Dostoïevsky parcourt en tous sens ces âmes complexes. Le grand intérêt de son livre, pour les lettrés curieux de formes nouvelles, c’est qu’ils sentiront les mots leur manquer, quand ils voudront appliquer nos formules usuelles aux diverses faces de ce talent. Au premier abord, ils feront appel à toutes les règles de notre catéchisme littéraire, pour y emprisonner ce réaliste, cet impassible, cet impressionniste ; ils continueront, croyant l’avoir saisi, et Protée leur échappera ; son réalisme farouche découvrira une recherche inquiète de l’idéal, son impassibilité laissera deviner une flamme intérieure ; cet art subtil épuisera des pages pour fixer un trait de physionomie et ramassera en une ligne tout le dessin d’une âme.

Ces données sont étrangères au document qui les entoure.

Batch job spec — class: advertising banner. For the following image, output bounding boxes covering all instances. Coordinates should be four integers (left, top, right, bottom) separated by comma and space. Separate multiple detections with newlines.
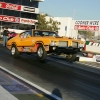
0, 2, 21, 11
0, 15, 20, 23
0, 2, 39, 14
20, 18, 37, 25
74, 25, 99, 31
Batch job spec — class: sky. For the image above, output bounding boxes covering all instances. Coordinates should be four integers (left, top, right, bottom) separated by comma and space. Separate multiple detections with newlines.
39, 0, 100, 20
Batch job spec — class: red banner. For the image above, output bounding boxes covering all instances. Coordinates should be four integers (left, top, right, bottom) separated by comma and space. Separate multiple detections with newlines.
0, 2, 21, 11
0, 15, 20, 23
74, 25, 99, 31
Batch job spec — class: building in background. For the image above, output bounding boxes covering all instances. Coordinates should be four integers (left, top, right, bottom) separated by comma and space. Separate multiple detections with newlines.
47, 17, 100, 39
0, 0, 44, 31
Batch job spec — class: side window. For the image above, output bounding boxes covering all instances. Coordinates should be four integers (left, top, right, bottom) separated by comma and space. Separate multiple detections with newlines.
42, 32, 49, 36
34, 31, 42, 36
20, 32, 30, 38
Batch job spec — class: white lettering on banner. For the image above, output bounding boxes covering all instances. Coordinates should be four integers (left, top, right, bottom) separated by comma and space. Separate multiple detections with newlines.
23, 7, 35, 12
3, 16, 14, 22
6, 3, 18, 10
74, 25, 99, 31
20, 18, 36, 25
75, 21, 99, 26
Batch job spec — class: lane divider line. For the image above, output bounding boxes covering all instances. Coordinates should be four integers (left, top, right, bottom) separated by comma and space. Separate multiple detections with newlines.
0, 66, 63, 100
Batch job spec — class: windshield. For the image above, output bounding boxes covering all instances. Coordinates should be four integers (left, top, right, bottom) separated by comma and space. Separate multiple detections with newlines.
34, 31, 59, 37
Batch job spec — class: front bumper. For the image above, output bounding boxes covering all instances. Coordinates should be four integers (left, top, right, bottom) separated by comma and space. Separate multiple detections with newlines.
49, 46, 80, 54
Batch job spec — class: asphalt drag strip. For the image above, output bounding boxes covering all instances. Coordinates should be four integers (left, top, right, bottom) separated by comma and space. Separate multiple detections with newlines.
0, 66, 62, 100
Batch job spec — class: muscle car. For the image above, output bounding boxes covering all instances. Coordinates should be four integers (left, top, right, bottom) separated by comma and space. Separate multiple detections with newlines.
6, 29, 81, 61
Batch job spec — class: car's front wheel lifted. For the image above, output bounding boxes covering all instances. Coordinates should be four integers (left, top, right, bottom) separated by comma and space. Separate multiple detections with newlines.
11, 45, 20, 58
66, 54, 76, 61
37, 45, 47, 61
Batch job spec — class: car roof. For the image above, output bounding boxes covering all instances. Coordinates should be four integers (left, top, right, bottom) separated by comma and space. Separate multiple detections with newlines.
34, 29, 54, 32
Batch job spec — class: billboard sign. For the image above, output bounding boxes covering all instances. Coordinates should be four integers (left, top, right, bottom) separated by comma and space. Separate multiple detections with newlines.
0, 2, 21, 11
74, 25, 99, 31
0, 15, 20, 23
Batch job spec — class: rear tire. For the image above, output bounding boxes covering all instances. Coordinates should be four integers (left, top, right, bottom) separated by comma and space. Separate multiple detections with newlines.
37, 45, 47, 61
66, 54, 76, 61
11, 44, 20, 58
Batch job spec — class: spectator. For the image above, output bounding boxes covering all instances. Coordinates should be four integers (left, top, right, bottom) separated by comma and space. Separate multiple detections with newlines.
3, 27, 9, 46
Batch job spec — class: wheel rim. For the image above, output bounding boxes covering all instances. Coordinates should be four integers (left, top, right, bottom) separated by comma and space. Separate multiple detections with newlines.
67, 54, 72, 59
38, 47, 43, 57
11, 47, 15, 55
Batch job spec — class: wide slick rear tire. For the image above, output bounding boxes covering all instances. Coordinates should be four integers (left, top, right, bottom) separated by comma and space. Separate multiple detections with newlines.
11, 44, 20, 58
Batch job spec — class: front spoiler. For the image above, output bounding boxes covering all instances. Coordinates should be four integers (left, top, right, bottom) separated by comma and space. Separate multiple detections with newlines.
49, 46, 80, 54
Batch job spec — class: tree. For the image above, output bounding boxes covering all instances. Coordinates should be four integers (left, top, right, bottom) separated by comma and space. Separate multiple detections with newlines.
78, 31, 94, 39
37, 14, 60, 31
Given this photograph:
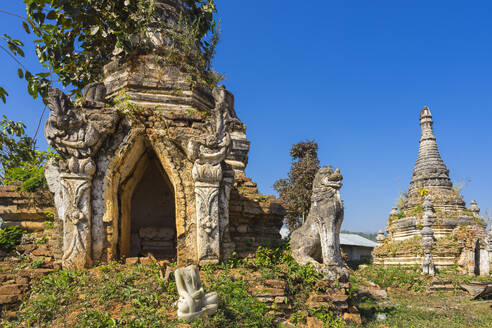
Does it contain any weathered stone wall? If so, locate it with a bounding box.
[230,175,285,257]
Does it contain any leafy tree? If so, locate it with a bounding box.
[273,140,319,232]
[24,0,218,97]
[0,10,29,103]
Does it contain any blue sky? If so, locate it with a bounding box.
[0,0,492,232]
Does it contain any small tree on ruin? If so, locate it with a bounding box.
[273,140,319,232]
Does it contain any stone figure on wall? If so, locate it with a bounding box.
[45,83,117,269]
[420,195,436,276]
[174,265,219,321]
[188,87,233,264]
[290,167,348,280]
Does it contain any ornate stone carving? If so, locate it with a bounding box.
[45,83,117,269]
[468,200,480,217]
[174,265,219,321]
[420,196,436,276]
[291,167,348,280]
[188,87,232,264]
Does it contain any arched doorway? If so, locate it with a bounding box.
[119,148,177,260]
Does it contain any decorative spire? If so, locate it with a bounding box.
[376,229,386,245]
[390,206,399,216]
[420,195,436,276]
[409,106,453,191]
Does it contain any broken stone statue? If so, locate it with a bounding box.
[174,265,219,321]
[291,167,349,281]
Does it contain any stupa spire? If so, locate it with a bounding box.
[409,106,453,192]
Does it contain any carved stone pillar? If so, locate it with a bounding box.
[219,165,235,259]
[60,158,95,269]
[193,160,222,264]
[421,195,436,276]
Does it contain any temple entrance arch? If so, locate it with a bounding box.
[118,137,177,260]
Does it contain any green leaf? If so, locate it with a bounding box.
[46,10,56,19]
[91,25,99,35]
[36,73,51,77]
[22,22,31,34]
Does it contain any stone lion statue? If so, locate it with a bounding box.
[290,166,348,280]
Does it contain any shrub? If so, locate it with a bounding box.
[191,273,276,328]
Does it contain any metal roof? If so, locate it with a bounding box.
[340,233,377,248]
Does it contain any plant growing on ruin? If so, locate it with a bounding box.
[273,140,320,232]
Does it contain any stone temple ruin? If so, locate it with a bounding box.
[30,1,284,268]
[373,107,492,275]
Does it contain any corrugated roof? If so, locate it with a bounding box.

Il faudra s’avouer vaincu, égaré sur des eaux troubles et profondes, dans un grand courant de vie qui porte vers l’aurore.

Je ne me dissimule point les défauts de Dostoïevsky, la lenteur habituelle du trait, le désordre et l’obscurité de la narration, qui revient sans cesse sur elle-même, l’acharnement de myope sur le menu détail, et parfois la complaisance maladive pour le détail répugnant.